Когда прозвучали первые выстрелы и случился первый воздушный налет на Париж, Евы и Пикассо не было в столице. Пабло преподнес Еве сюрприз, арендовав летний дом в Авиньоне, чтобы она могла находиться в тепле и восстановить силы.
Пикассо нашел маленький белый дом с голубыми ставнями прямо в центре города. Здесь ей станет лучше, заверил он. Возможно, Пикассо сам верил в это, но мрачная неопределенность войны действовала ему на нервы. Он ежедневно перебирал бумаги и документы. В то время как он беспокоился о судьбе своих картин, оставшихся в Париже, и о безопасности своих сбережений, у Евы возобновились приступы тошноты и головокружения, но она решила пока не говорить Пикассо об этом. Кроме того, у нее оставалась тайная надежда, что она беременна.

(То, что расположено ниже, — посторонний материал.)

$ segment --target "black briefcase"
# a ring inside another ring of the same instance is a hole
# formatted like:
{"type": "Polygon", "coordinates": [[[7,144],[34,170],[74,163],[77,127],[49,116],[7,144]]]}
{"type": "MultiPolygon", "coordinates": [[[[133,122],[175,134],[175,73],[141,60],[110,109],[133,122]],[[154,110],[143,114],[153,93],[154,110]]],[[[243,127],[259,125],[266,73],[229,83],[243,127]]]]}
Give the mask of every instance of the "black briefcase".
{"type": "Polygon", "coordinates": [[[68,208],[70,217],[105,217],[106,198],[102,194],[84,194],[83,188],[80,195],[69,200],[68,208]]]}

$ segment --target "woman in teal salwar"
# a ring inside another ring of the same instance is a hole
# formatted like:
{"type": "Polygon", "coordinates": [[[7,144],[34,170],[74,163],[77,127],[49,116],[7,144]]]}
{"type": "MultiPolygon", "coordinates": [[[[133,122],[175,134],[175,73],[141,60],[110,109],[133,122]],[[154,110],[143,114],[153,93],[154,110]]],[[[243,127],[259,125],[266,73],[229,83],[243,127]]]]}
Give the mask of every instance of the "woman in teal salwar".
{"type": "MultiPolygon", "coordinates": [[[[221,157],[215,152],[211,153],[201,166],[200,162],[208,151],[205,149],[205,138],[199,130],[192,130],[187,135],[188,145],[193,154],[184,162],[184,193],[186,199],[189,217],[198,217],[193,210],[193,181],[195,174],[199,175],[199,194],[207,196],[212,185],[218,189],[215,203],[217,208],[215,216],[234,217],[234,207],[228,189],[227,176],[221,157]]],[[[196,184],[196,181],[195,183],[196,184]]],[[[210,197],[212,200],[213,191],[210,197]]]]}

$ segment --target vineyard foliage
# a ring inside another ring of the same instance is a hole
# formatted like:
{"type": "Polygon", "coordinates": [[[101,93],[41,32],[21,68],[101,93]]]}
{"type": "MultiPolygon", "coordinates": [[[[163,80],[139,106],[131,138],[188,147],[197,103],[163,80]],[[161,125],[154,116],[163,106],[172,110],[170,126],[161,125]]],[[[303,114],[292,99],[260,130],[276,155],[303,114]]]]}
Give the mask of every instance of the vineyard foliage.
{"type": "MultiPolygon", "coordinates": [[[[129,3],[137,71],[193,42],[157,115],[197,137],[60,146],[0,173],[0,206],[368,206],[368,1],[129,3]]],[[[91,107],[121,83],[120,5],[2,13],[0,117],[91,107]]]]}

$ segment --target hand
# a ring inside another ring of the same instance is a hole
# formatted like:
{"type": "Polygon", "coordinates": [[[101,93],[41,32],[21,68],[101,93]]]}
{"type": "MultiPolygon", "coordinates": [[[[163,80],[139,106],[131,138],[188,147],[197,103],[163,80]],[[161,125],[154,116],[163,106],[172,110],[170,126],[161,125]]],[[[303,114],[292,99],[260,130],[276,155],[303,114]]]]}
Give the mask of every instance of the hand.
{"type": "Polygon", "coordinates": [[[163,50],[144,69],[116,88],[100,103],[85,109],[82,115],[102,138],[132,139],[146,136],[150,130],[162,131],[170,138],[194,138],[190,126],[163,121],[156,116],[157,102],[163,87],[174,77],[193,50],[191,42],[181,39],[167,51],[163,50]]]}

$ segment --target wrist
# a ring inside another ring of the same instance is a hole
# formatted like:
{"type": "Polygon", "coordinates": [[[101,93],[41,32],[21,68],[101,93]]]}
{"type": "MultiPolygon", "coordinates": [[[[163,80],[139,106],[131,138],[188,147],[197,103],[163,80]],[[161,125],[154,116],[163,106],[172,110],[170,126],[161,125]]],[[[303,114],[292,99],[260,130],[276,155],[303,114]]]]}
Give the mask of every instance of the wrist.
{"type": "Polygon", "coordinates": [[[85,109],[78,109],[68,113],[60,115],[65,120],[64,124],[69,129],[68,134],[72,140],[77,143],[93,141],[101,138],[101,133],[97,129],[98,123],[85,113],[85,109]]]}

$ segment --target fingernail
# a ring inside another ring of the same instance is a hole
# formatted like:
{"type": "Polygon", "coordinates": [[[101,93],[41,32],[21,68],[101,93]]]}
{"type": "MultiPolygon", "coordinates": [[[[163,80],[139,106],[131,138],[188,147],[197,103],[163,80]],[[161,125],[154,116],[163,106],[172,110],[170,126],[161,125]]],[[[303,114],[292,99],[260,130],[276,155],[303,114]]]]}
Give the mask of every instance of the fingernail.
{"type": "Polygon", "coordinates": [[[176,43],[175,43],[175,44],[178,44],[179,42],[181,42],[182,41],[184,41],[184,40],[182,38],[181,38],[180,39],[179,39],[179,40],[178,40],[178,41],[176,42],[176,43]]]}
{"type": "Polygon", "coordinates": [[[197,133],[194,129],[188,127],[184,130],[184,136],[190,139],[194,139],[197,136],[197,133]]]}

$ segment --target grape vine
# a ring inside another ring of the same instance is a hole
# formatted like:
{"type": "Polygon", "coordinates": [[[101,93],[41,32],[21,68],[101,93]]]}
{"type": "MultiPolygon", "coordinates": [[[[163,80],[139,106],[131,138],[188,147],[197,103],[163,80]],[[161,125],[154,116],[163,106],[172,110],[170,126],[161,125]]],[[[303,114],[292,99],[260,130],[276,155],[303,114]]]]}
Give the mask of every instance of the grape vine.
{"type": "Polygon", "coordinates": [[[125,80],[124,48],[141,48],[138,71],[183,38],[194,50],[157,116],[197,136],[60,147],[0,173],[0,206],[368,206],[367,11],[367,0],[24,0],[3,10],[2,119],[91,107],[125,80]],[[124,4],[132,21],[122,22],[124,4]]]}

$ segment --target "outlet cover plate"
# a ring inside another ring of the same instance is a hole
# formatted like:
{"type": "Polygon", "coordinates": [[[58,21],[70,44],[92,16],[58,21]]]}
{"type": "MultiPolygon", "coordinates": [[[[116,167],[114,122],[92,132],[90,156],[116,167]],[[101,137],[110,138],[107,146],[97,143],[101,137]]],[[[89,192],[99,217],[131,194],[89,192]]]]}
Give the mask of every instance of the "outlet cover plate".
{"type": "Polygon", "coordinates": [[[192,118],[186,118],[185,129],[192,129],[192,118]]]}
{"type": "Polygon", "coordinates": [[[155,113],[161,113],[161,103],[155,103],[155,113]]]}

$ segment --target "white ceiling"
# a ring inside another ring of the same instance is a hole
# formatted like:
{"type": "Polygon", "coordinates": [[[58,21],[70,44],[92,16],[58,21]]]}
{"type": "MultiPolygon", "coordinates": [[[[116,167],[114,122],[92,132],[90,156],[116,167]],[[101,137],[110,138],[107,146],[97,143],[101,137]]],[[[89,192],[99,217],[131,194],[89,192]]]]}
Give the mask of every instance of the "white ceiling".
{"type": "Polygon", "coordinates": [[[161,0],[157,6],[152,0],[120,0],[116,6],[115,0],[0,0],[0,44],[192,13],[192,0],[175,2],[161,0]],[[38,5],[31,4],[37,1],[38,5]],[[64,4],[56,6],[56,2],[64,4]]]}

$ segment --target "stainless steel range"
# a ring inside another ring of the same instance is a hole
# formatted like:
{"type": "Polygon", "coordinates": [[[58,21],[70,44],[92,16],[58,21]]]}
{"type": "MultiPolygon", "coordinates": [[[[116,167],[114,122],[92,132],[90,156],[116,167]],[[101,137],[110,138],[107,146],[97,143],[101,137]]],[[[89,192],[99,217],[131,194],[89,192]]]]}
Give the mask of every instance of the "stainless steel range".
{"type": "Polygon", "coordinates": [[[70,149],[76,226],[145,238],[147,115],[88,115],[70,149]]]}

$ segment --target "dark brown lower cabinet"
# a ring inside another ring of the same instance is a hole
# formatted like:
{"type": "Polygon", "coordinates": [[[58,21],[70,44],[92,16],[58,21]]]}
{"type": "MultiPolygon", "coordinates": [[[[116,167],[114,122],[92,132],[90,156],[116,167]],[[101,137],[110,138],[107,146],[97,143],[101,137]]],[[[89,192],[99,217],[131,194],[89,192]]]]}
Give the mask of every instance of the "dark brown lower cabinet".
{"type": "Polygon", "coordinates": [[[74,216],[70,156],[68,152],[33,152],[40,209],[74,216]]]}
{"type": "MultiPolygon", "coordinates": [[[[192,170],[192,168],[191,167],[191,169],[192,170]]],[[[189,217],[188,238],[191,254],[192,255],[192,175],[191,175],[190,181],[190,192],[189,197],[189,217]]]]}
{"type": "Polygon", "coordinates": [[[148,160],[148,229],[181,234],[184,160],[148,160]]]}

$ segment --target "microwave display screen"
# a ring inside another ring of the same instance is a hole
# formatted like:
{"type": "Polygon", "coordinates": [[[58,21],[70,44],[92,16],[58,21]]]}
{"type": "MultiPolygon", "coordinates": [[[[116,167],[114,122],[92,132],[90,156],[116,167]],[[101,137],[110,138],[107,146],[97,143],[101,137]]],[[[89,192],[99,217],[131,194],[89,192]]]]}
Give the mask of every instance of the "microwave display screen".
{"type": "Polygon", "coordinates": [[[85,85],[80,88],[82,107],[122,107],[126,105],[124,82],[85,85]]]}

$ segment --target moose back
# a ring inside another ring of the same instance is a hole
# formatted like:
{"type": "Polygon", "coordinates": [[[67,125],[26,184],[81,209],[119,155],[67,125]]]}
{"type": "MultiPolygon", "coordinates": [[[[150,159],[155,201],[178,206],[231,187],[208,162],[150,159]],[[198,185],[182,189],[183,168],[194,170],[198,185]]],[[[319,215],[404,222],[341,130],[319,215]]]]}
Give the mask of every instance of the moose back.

– Если людей охватит паника, мы можем потерять все. Все мои деньги лежат во Французском банке в Париже, – объявил Пикассо однажды утром, развернув газету. – Ты достаточно хорошо себя чувствуешь, чтобы отправиться со мной в столицу? Нужно забрать деньги. У нас не так уж много времени.
Он так беспокоился о судьбе своих сбережений, что не заметил, как Ева убрала со стола свою полную тарелку.
– Конечно, я поеду с тобой, – ответила она, надеясь, что сможет собраться с силами для поездки по железной дороге. Теперь она была партнером Пикассо и собиралась поддерживать его до конца.